«Quem tem as flores não precisa de Deus. É uma frase que Alberto Caeiro não aproveitou para o seu poema «O Guardador de Rebanhos». A Biblioteca Nacional recuperou-a agora, perfumada e viçosamente, para todos nós.
A tragédia do Ocidente é ser Poente

Dia de arrumações, criei um blog em que, dizendo de quem se trata, deixo, de modo arrumado, a lista dos blogs que criei e o modo fácil de saber em que dia os actualizei. A partir dali linkam-se todos. Não é que eu tenha muitos leitores, mas acho que lhes devo ao menos o respeito de me organizar. O blog tem o meu nome e encontra-se clicando aqui!.

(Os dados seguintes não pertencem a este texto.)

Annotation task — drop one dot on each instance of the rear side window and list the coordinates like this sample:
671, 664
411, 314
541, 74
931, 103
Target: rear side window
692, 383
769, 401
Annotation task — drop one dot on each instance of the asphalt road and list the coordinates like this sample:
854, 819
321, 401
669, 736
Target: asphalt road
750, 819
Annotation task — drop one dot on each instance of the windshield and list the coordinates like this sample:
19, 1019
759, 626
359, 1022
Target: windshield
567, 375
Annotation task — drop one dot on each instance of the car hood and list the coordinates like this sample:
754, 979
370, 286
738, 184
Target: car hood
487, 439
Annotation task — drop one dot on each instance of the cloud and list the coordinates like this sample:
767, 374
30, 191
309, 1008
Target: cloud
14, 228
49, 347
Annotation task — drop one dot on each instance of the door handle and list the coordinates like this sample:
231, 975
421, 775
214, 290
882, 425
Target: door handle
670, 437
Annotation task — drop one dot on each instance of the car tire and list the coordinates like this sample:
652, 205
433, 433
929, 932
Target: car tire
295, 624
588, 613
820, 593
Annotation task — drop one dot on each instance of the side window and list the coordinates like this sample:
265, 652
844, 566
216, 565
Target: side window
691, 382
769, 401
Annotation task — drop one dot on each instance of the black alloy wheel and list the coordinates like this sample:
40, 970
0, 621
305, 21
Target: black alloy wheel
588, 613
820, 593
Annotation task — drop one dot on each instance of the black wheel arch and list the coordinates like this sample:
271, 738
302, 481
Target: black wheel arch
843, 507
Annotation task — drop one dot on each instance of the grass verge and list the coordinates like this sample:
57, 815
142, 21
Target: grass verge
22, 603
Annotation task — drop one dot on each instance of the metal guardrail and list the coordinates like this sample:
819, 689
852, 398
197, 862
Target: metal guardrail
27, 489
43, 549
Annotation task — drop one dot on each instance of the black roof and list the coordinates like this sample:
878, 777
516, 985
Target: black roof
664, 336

Manuel Fernandes Laranjeira compôs em 1908 um «Diário Íntimo» onde anotou que, afinal, a alma é uma víscera ruim. Pouco antes do regicídio escreveu uma série de artigos, que Luiz Pacheco viria a editar-lhe, em trezentos modestos exemplares, na Contraponto. São notas soltas sobre o «pessimismo nacional», sobre as «quadrilhas messiânicas», sobre a «enfermidade congénita» dos portugueses, maleita que é um sintoma alarmante «de uma doença infecciosa grave», toda «de natureza parasitária». Manuel Laranjeira suicidou-se em Espinho no dia 22 de Fevereiro de 1912, com um tiro na cabeça, como era inevitável. Dele disse Miguel de Unamuno que «a vida o matou e ele deu vida à morte», como à de Portugal uma «Nação morta destinada a ser devorada pelas Nações vivas». Numa carta a Amadeo de Souza-Cardoso, Laranjeira, médico, diagnosticou a sua doença, a dos que sentem «morrer a vida» por não talhar a vida ao seu ideal.

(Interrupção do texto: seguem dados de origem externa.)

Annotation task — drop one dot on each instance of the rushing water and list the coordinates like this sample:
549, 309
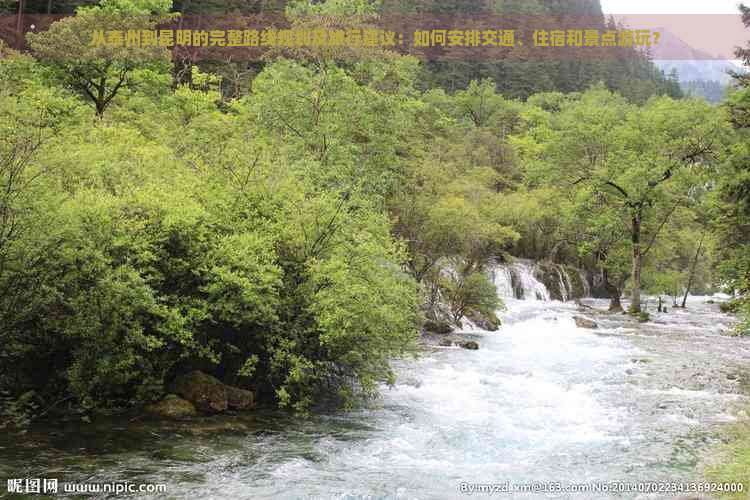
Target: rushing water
542, 400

A referência vem aqui, num artigo sobre a adaptação ao cinema de histórias previamente contadas em livro. Uma das graças é que «no livro as imagens são sempre melhores do que no cinema». Mas o que me ficou foi a menção a Tchekov, quando, a propósito ainda do teatro, dizia, a propósito dos tempos cénicos, que se há uma arma na primeira cena, ela tem que ser disparada na segunda. A atentar em algumas peças de teatro, o risco é serem disparadas sim, mas da plateia sobre o palco. O mesmo se diga do cinema, mas com menos sucesso.

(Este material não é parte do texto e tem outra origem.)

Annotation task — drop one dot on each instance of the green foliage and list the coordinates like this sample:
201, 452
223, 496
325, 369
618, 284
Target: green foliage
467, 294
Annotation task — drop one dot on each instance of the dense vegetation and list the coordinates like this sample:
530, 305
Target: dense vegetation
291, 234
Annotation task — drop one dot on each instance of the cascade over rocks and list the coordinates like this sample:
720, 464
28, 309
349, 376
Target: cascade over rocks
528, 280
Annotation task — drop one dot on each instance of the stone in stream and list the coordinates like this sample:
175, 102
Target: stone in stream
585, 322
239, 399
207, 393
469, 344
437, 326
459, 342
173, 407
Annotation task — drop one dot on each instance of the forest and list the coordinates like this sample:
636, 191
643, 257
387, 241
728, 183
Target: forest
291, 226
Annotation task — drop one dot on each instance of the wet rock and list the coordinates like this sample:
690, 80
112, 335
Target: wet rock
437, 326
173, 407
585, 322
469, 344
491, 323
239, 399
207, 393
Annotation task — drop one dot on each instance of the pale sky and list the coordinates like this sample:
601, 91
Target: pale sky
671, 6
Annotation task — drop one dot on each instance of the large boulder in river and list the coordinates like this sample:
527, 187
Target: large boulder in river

Eu sei que esta semana fez anos que nasceu a Floberla Espanca, que nasceu em Dezembro e em Dezembro quis morrer. Hoje, já longe da data, tenho comigo apenas um livro de contos que ela escreveu e peço-lhe ajuda para poder ter algo de digno a dizer. É pena, porque como disse a Ivette Kace Centeno, que prefaciou uma sua edição, «incomoda nos contos o fácil dos estereótipos». Mas nem tudo é mau neste momento residual de lembrar a tragédia de uma vida. É que nesse livro e nesse «prefácio», que melhor se chamaria de introdução, é lembrado um momento do seu «Diário do Último Ano» aquele em que Florbela configura a eventualidade de, quando enfim morrer, alguém ler aqueles seus «descosidos monólogos» e assim «realize o que eu não pude: conhecer-me». Por mim tentei, sem ser capaz e vim aqui dizê-lo, assim alguém me ajude.